Tous les philosophes ne se sont pas pliés au diktat rationnel d’Aristote et de ses continuateurs. Avant lui déjà, Socrate, qui ne dédaignait ni la raison, ni la réflexion, avait aussi parlé de cette petite voix intérieure qui le conseillait et qu’il avait coutume d’écouter. Il l’appelait son démon ; d’autres disent que c’était la voix de sa conscience. On comprend facilement qu’un philosophe qui prétendait entendre des voix ne passait pas pour un penseur très sérieux aux yeux de ses collègues. Mais regardons un instant ce qui s’est passé à la mort de Socrate : la ciguë qu’il a été condamné à boire devait le faire taire définitivement. Tel était l’objectif de ceux qui l’ont fait condamner, scandalisés qu’ils étaient par le comportement et les paroles de Socrate. Le contraire s’est produit, puisque tout le monde se souvient de Socrate. Pourquoi ? Parce qu’il n’a pas bu la ciguë comme un poison destiné à le tuer. Il a pris la coupe, sereinement, courageusement, et l’a bue jusqu’à la dernière goutte en expliquant pourquoi il faisait ainsi et pourquoi il refusait l’aide de ses amis qui avaient préparé son évasion.
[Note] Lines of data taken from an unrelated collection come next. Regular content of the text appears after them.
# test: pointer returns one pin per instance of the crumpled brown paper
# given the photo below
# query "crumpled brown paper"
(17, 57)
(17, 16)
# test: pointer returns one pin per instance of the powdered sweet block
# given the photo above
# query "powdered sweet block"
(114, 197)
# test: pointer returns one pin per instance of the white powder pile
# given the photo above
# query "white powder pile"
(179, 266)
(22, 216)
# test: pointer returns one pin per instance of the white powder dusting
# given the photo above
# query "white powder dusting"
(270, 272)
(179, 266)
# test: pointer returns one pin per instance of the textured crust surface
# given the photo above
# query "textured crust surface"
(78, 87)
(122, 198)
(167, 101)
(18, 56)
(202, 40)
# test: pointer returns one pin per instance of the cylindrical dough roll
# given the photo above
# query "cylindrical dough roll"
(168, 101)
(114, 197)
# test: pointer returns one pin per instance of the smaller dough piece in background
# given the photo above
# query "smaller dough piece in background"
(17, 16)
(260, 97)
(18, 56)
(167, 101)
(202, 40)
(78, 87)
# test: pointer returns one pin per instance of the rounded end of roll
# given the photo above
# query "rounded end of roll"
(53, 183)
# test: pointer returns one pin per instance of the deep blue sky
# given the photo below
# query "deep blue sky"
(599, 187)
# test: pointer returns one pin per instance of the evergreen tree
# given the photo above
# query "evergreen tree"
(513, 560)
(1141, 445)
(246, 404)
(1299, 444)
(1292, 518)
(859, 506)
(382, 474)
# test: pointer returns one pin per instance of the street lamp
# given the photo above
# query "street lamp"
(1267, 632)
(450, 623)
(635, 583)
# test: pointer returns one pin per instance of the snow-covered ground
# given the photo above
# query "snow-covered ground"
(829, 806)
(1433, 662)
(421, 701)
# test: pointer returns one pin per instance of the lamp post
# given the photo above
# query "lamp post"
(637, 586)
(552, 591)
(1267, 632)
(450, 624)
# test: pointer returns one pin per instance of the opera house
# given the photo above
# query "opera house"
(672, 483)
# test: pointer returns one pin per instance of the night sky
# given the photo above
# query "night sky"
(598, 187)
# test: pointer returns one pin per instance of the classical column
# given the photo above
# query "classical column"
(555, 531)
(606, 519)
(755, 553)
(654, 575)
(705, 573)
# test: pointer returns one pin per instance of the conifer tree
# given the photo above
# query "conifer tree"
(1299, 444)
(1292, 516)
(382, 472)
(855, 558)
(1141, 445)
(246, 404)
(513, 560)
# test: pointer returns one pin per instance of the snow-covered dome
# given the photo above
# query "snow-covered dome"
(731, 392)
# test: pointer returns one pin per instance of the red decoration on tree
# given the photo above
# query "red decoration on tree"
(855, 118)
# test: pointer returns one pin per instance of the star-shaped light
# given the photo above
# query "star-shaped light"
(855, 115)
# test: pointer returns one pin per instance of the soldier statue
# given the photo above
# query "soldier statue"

Jacques-Louis David, La Mort de Socrate (1787), conservé au Metropolitan Museum of Art de New York.

Il l’a bue comme s’il signait par sa mort la déclaration la plus solennelle d’indépendance. Ce qui devait le condamner, il l’a affronté en homme libre, retournant la situation en sa faveur, c’est-à-dire en faveur de son héritage. S’il avait suivi les conseils de ses disciples, il aurait pu vivre quelques années de plus, mais qui se souviendrait aujourd’hui d’un philosophe qui aurait saisi l’occasion de ne pas mourir en reniant ses engagements et ses idées ?

Quelques héros de la foi

Les personnages bibliques ne ressemblent pas non plus aux adorateurs d’Ananké : les héros de la foi sont des hommes libres, qui entrent en discussion avec Dieu, qui font connaître leur point de vue, jusqu’à infléchir Ses décisions. La soumission, vertu judéo-chrétienne par excellence ? C’est à voir, puisque toute soumission n’est, de loin, pas valorisée dans les récits bibliques.

Des exemples ?

Les amis de Job lui tiennent des discours éloquents, pleins de sagesse et de recommandations pour l’aider à reconnaître qu’il est finalement responsable des malheurs qui le frappent. Job n’accepte pas ce que lui disent ces « consolateurs pénibles ». Dieu lui donne raison et reproche aux trois amis< de ne pas avoir parlé de Lui avec droiture, comme l’a fait son serviteur Job.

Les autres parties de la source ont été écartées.